Greg Kinnear seems to find the delicate ins and outs of every character he portrays, however miniscule the part.  Here he balances Richard’s deep-seeded love for his family with the tendency to forget all of that due to the grime and build-up of personal gratification and professional ascendancy.

Toni Collette finds the middle ground of Sheryl, the anchor of the family and yet the most frayed of the lot.  Together she and Kinnear make for a terrifically believable couple entering the apex of their lives, perhaps fearful of the other side of life, casting a watchful and ambivalent eye toward the descent that is sure to follow middle age.

On the other side of things is Grandpa, long past that first jolting drop and having the ride of his life.  Alan Arkin really cuts loose and allows all of the character’s irreverence to show itself, irreverence seen as nearly commendable in the final analysis.

Abigail Breslin and Paul Dano in Little Miss SunshineDano exudes the sarcastic Cobain lyric “teenage angst has paid off well” with every hooded glance or unaffected beat.  Most will remember him for his stirring work opposite Brian Cox in 2002’s “L.I.E.,” but his performance here is of a completely different emotive breed.

Then there is Steve Carrell.  Certainly taking on the most contrasting role of his young cinematic career, he keeps the reins close on the comedy like most actors in his position could only dream.  He affords layers for Frank that are very real, yet remains mysterious enough to surprise us when he is at his most endearing.  In many ways the most balanced character of the lot, Frank is still the guy that tried to snuff it, and that irony couldn’t have been lost on Mr. Arndt as he crafted a truly contradictory experience to mirror the contradictory nature of life itself.

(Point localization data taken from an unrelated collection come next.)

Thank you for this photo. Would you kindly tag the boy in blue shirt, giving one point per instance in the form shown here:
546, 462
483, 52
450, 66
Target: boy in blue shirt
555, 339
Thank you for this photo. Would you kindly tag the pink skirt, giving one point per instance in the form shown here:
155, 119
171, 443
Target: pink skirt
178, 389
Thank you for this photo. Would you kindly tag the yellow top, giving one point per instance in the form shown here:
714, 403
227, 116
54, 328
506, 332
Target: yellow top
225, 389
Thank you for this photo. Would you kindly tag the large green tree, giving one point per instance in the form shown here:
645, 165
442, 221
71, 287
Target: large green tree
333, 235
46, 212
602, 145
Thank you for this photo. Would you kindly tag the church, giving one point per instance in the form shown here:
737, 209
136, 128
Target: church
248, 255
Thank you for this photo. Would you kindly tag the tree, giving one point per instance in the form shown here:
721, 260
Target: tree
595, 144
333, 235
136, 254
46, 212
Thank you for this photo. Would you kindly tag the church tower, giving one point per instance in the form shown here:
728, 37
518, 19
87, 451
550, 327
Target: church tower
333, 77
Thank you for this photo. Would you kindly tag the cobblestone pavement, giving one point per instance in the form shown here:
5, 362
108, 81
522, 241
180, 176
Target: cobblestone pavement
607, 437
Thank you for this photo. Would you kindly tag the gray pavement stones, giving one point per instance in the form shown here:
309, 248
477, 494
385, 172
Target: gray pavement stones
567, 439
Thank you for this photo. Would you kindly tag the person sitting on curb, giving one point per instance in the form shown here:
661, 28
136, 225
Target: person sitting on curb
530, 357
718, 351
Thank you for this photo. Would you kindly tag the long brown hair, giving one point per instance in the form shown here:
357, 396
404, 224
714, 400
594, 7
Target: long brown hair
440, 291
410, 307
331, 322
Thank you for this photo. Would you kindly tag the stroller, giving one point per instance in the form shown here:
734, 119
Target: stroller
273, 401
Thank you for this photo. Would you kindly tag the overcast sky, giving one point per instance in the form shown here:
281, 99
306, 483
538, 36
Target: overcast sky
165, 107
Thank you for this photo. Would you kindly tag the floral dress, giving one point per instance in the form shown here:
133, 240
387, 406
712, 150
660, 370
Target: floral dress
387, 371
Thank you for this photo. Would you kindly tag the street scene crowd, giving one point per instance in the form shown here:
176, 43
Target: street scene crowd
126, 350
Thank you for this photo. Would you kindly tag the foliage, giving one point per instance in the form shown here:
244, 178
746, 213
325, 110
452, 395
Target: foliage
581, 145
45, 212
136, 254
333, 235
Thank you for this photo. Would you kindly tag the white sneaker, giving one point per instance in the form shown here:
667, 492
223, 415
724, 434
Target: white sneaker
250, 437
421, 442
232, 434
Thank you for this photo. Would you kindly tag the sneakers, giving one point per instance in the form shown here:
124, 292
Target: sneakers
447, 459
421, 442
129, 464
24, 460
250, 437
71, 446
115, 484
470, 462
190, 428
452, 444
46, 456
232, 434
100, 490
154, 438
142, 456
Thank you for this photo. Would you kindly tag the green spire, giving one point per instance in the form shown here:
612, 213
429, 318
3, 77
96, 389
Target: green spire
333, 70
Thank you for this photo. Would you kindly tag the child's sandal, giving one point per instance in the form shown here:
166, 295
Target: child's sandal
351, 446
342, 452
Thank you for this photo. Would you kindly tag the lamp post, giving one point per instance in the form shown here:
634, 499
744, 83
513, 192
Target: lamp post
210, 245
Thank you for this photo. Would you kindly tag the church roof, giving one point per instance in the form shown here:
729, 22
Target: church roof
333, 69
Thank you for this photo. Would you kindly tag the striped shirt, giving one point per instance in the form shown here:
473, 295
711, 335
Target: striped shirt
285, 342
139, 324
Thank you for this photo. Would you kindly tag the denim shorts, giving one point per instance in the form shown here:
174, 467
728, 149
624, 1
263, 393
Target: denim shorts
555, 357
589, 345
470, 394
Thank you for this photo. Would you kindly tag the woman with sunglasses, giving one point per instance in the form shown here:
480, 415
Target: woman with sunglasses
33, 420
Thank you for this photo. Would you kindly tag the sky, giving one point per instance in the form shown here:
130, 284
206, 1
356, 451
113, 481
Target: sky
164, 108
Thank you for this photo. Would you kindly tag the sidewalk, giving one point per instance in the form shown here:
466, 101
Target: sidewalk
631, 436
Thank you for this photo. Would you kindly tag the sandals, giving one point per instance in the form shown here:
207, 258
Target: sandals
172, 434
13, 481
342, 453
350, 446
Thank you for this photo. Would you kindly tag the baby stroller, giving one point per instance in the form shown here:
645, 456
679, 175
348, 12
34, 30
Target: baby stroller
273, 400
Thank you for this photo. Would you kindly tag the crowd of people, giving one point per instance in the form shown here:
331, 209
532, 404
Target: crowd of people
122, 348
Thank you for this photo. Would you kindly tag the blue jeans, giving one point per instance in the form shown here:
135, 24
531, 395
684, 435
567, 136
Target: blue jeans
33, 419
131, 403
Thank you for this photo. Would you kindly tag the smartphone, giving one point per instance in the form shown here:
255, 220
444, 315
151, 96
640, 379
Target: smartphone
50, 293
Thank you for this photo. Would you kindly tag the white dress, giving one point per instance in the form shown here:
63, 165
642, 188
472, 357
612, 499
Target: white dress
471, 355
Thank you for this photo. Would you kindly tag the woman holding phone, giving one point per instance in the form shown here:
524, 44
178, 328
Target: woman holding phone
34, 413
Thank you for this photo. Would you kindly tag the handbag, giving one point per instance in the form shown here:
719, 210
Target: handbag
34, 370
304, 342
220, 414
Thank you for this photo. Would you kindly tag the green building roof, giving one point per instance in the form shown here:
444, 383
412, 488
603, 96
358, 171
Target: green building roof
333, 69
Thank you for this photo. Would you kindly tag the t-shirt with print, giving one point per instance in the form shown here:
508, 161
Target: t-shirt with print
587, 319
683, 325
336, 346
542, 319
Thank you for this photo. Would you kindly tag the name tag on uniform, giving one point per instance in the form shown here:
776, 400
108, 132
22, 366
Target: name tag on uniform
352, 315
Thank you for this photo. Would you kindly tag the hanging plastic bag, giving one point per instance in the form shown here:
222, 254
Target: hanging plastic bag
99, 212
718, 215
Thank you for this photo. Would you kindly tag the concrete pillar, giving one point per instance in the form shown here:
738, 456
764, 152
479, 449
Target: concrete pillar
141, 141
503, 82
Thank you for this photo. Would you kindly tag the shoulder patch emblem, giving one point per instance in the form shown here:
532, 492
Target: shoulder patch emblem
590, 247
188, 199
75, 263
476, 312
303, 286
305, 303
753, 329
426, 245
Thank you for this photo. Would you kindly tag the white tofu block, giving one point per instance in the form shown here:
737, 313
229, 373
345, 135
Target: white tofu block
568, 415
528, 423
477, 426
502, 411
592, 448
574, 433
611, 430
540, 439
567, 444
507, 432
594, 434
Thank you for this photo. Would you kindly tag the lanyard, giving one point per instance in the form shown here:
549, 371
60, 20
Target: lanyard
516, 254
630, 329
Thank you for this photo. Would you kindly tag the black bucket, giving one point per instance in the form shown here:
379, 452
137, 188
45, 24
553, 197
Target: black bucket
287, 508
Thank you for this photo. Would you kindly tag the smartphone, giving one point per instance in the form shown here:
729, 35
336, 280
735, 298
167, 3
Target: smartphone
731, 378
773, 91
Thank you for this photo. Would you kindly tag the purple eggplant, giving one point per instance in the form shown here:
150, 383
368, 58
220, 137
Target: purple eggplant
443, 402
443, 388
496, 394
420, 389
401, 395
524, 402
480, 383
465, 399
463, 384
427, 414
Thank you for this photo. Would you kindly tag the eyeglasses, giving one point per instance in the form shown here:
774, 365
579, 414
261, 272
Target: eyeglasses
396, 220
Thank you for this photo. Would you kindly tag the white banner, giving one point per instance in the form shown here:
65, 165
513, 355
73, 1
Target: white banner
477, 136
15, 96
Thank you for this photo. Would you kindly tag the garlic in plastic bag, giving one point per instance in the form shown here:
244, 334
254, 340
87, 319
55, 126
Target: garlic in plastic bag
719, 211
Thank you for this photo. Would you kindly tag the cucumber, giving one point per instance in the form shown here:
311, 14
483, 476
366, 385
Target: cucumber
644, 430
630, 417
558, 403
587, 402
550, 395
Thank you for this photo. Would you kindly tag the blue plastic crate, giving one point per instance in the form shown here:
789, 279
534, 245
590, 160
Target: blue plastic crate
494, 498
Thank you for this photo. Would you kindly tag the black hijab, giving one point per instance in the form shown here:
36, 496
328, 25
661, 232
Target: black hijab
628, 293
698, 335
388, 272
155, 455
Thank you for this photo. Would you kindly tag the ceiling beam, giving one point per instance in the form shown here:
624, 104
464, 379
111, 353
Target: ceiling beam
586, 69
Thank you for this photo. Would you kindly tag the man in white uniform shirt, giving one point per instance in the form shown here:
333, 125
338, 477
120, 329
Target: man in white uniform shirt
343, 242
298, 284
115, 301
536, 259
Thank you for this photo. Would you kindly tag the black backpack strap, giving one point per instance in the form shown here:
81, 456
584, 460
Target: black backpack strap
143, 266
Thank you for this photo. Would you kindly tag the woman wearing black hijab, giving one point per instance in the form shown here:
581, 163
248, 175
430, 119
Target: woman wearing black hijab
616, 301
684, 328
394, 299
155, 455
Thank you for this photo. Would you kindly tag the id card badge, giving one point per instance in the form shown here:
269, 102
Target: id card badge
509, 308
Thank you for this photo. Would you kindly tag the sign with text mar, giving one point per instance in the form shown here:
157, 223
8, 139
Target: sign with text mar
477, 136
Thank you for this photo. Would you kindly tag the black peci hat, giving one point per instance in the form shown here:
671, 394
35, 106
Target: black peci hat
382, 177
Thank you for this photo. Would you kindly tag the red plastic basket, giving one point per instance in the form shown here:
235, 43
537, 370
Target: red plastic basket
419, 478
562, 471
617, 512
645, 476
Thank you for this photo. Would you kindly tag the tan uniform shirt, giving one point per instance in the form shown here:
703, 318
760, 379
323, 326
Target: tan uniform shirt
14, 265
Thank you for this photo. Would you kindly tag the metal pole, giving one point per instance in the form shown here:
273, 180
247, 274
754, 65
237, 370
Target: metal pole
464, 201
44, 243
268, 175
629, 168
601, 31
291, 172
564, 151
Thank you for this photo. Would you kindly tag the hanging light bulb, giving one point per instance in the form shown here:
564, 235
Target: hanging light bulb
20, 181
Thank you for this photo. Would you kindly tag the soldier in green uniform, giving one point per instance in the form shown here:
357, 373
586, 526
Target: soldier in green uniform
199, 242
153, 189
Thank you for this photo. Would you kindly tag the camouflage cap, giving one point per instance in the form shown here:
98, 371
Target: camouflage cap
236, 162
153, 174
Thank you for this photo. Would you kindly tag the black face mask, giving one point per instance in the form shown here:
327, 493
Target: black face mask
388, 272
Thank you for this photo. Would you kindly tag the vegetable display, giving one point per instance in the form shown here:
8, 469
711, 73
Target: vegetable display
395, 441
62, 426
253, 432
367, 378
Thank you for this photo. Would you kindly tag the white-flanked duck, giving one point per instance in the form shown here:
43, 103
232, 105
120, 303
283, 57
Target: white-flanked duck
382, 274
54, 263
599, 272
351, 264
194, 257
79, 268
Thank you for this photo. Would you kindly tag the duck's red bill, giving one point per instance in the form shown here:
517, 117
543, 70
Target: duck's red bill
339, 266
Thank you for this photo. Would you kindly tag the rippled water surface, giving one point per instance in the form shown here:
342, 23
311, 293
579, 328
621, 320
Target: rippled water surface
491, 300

The determining facet of this ensemble, however, was always going to be the casting decision for Olive, and Breslin steals our hearts and ignites our passion effortlessly in that regard.  A true mark of excellence in screenwriting is a hero worth caring for, and though the case could be made for the family as a whole being the protagonist in “Little Miss Sunshine,” it is ultimately Olive for whom we root, for whom we hope, and in whom we lose ourselves.

“Little Miss Sunshine” is a romp as penetrating as it is sentimental.  At its core, first-timer Arndt’s screenplay is about the necessity of understanding, making some valid and, at times, poignant assertions about the importance of family.  And there is a reason it takes everyone offering a collective push to get that troublesome Volkswagon bus on the road each time.

The script further maintains ideas concerning the support and empathy that can sometimes only come from those sharing the same blood, while simultaneously illustrating the notion that individuals in a family are still just that, individuals – separate entities with their own sets of issues and worries.  In so doing, he inevitably paints a portrait of the vilest yet most unavoidable aspect of human nature: selfishness.  But you have to love us for it, right?